Covino: The interludes were this really important thing out of the gate. We kept talking about color and music. We kind of imbued the whole score with this really obscure French music from the 70s. Music can really represent different parts of our lives and give nostalgia to a character. Oftentimes, music is the lingering thing of your time with a person. That was a really interesting subtext to give under the film. The musical interludes were also a really fun way to break up the chapters. 

I know you guys didn’t plan this, but 1917 is sort of dominating the conversation about the one-take which I found kind of distracting while watching that movie, but in your movie you almost forget it’s happening. I read an interview with your cinematographer Zach Kuperstein and he said he looked at some one-take movies, but he also brought his own thing to it. 

Marvin: He did. I think for us it was almost the thing we were trying to avoid. We didn’t want to be the “Oh, you shot it in one shot?” movie. For us, it wasn’t about that. It was something we were using to explore and achieve our goal. It was more about the method of how we got there than how the method is the gimmick. 

Covino: We always had the option to cut if we wanted to, but we just kept finding these moments of immediacy with the characters. 

Covino: I also think it was fun to try it with a comedy. I get it in a dramatic sense––sort of a relentless you-can’t-look-away kind of movie. But with a comedy, for us it was like, how do you do that? 

In crafting the characters, how did you find the balance between them being endearing, but also kind of wanting to turn away from them at the same moment? 

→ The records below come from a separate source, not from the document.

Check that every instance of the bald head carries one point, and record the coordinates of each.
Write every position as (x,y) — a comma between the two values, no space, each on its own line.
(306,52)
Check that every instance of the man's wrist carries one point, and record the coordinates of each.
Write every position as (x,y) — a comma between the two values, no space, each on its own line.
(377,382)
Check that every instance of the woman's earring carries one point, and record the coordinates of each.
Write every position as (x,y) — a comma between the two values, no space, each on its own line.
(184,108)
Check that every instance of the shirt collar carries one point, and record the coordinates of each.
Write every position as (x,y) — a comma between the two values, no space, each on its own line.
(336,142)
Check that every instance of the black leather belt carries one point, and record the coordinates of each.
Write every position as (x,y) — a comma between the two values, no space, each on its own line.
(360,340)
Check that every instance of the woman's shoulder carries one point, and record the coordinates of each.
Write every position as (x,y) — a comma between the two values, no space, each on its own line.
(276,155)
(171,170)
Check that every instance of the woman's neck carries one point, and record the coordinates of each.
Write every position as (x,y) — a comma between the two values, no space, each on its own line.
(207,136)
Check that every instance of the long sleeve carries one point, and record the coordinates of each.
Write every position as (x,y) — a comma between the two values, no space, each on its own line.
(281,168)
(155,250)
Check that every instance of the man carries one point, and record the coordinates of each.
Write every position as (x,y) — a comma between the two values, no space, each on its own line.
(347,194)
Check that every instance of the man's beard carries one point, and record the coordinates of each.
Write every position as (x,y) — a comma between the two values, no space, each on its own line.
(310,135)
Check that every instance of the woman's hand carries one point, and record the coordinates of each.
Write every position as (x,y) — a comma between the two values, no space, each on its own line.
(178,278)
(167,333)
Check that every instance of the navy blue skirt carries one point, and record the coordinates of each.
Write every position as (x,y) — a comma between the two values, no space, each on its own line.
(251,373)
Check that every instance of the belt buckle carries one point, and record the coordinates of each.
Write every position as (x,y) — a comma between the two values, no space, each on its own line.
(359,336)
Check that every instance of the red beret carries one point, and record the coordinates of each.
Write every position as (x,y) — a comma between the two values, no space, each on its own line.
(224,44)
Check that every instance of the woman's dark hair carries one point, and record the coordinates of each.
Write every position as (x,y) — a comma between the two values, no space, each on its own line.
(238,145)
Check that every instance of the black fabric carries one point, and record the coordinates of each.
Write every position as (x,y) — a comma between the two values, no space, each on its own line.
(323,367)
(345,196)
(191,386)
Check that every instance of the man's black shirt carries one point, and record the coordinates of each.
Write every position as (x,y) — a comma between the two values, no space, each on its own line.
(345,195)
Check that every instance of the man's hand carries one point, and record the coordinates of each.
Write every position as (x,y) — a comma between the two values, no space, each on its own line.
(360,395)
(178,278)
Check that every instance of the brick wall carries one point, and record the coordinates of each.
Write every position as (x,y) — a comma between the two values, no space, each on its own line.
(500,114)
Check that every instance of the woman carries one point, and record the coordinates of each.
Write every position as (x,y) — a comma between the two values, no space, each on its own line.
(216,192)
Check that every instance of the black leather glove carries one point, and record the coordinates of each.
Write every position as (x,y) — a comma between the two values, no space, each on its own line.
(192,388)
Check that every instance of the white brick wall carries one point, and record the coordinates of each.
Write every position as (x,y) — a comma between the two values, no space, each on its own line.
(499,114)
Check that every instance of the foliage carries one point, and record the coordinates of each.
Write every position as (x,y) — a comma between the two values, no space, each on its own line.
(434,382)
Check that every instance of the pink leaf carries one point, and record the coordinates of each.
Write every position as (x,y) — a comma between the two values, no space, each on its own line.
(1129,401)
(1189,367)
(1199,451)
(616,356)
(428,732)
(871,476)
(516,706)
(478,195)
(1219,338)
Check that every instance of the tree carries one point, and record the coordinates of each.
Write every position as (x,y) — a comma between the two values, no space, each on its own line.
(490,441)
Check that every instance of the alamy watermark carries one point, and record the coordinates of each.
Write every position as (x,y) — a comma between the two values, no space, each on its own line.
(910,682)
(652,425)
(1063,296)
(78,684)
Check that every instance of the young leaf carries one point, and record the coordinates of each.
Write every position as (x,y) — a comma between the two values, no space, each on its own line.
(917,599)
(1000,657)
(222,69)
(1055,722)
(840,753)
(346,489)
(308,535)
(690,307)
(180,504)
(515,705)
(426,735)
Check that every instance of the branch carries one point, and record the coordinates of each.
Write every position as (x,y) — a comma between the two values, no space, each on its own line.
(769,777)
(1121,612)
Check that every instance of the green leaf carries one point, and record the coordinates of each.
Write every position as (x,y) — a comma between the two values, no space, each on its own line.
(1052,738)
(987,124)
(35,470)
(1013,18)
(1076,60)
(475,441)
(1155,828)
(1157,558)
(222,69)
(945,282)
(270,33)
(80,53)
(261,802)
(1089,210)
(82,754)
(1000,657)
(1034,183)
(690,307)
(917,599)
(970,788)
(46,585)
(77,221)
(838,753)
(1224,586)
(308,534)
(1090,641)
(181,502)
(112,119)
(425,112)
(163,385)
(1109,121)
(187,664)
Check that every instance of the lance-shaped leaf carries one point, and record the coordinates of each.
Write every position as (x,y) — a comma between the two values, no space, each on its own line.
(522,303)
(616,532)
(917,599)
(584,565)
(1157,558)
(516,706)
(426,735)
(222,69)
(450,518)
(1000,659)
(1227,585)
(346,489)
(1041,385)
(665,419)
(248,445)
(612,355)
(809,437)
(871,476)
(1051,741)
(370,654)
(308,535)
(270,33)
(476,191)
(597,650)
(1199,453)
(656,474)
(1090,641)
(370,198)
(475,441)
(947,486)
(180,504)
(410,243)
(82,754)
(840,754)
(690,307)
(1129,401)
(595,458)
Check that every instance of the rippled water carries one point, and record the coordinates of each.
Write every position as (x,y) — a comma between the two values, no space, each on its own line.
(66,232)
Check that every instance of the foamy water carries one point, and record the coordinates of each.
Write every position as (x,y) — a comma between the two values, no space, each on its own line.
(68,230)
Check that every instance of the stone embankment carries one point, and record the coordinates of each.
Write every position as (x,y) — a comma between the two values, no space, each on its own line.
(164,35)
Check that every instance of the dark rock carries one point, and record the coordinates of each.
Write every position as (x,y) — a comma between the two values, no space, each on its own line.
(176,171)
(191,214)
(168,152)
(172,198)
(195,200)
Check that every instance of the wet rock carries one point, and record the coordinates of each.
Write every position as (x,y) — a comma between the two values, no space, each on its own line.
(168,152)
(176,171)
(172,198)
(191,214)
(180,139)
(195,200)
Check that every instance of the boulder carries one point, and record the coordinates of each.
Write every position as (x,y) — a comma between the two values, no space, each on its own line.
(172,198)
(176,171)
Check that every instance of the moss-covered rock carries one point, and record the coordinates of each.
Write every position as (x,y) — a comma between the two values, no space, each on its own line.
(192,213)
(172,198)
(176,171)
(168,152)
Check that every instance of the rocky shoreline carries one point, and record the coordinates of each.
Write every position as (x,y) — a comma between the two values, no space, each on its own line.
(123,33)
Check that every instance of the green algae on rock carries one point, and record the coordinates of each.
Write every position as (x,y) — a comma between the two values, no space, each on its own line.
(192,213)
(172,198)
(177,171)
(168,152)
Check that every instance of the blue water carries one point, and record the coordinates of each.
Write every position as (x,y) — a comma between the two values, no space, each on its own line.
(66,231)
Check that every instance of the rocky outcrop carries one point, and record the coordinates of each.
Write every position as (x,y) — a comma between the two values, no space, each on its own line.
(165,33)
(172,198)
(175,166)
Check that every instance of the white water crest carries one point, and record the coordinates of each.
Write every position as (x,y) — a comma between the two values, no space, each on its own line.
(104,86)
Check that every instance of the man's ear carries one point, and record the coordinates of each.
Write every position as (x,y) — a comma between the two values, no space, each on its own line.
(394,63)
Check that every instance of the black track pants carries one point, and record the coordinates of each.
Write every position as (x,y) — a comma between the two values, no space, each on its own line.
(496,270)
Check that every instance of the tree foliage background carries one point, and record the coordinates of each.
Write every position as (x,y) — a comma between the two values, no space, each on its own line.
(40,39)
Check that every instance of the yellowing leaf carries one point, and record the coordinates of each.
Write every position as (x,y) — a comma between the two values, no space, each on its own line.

Covino: There was always this question of if we were stepping over the line or are we going to lose people with this character? It always came back to: are the character’s intentions pure underneath it all even if they are making the wrong decisions? I think the thing I was trying to find out with my character was—in his bat-shit roundabout way — trying to do the right thing. 

Marvin: We were always trying to make sure we understood the character’s intentions so well so that when we were going through it on the day, it felt completely natural. 

It’s rare for a movie to play Cannes and go all the way through to the fall festivals and now beyond. I’m curious what you guys think of the journey so far?

Covino: We’re not complaining. It’s like all the festivals you want to go to. It’s a wild, bizarre ride that was unexpected. Last year we didn’t even know where we would premiere. We didn’t even know if we would be at some random regional festival, which would have been great, but it wouldn’t have been a chance to sell the film in the same way. Then we got this out-of-the-blue call from Cannes and that changed our lives in a very unexpected way. 

What are you hoping the takeaway from the film is? 

Covino: We just hope that the movie can just make it out there. We love comedies, so for purely selfish reasons, we want people to be able to get out and enjoy it in theaters. But there is something really important for us that every single comedy to break out and succeed. We need a Napoleon Dynamite: a movie that comes out of nowhere and explodes because that is foundationally what American independent cinema is. If a movie comes out of one of these festivals this year and does that, we would be stoked because it means that more comedies will get made, and there is more of a chance for new comedic voices to be telling stories in different ways. This is the way to do it because you aren’t able to get to do it with a studio. It is a testament to our financiers who let us do it like that and said go for it, we believe in the vision. So that’s what I think the hope is. Whatever happens this year, that there is a comedy that is independently made and transcends. 

The Climb is available in limited theaters now.